I mean 80-hour weeks, jet-set conventions, the whole nine yards. Then she left to start her family and, nine years later, here she is: a former high-roller who just wants to balance her life without losing sight of her profession altogether. So we created a job search plan based primarily on networking. Not only because networking is the hot ticket for any job search, but because it's nearly the only ticket when you're searching for a high-level, part-time job. As luck would have it, she's a good networker. Fantastic, really. She had kept up with her colleagues and they were more than ready to help when they heard she was coming back. Bottom line? A few months after she announced her intentions, she had a job offer, on paper, for 20 hours a week with full benefits and vacation, at $60,000 a year. She told them she'd get back in a couple of days. And then she called me with her primary question: Is this a good offer? Since she used to make so much more money, nearly a decade ago, she honestly didn't know if the equivalent of $60 an hour with full benefits was good.

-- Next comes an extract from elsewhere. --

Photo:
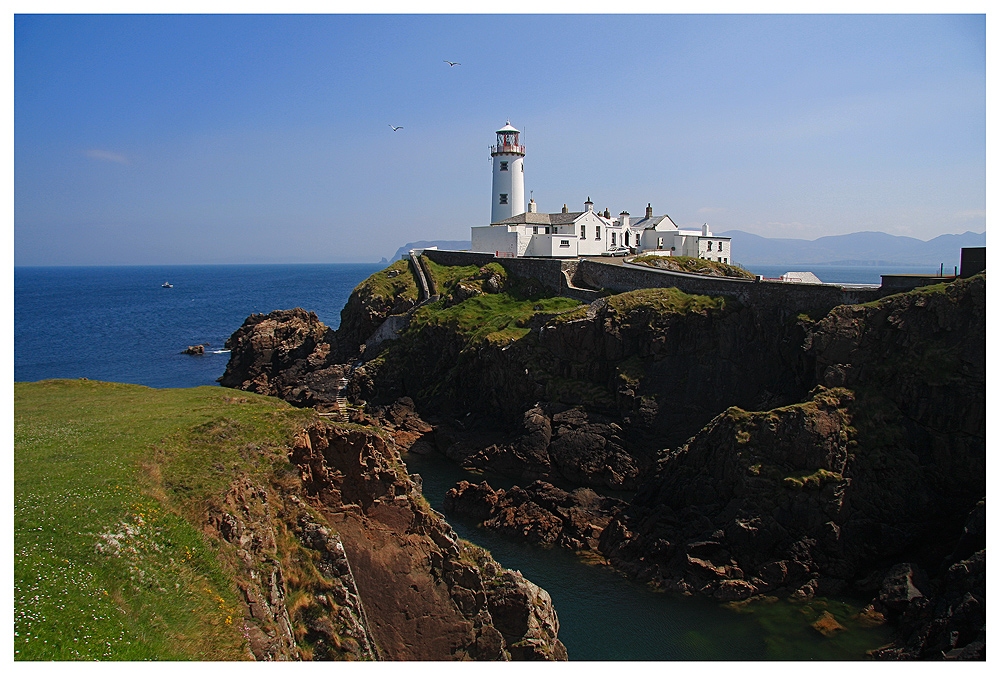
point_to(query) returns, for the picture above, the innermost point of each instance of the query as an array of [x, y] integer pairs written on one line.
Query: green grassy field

I know. I can see you yelling at your computer screen right now: I'll take that! Let me be underpaid like that! But every counselor knows you can't counsel from your own values. What you or I would judge an excellent opportunity might look a little skimpy to someone else. In this case, the real sticking point was her past, pre-family, work life. She cleared more money per hour and had fat bonuses besides. It was hard to give up that image of herself as a major earner. But as we talked things fell into perspective. What she wanted then, money and prestige, were not what she wanted now. Now her priorities were balance and security and this offer provided both. She was reminded by this experience to apply current values to a situation rather than those from the past. What about you? When you receive an offer, or when you struggle at work, do you apply your current values to the situation? If you're not careful, you could end up chasing something you don't even want anymore.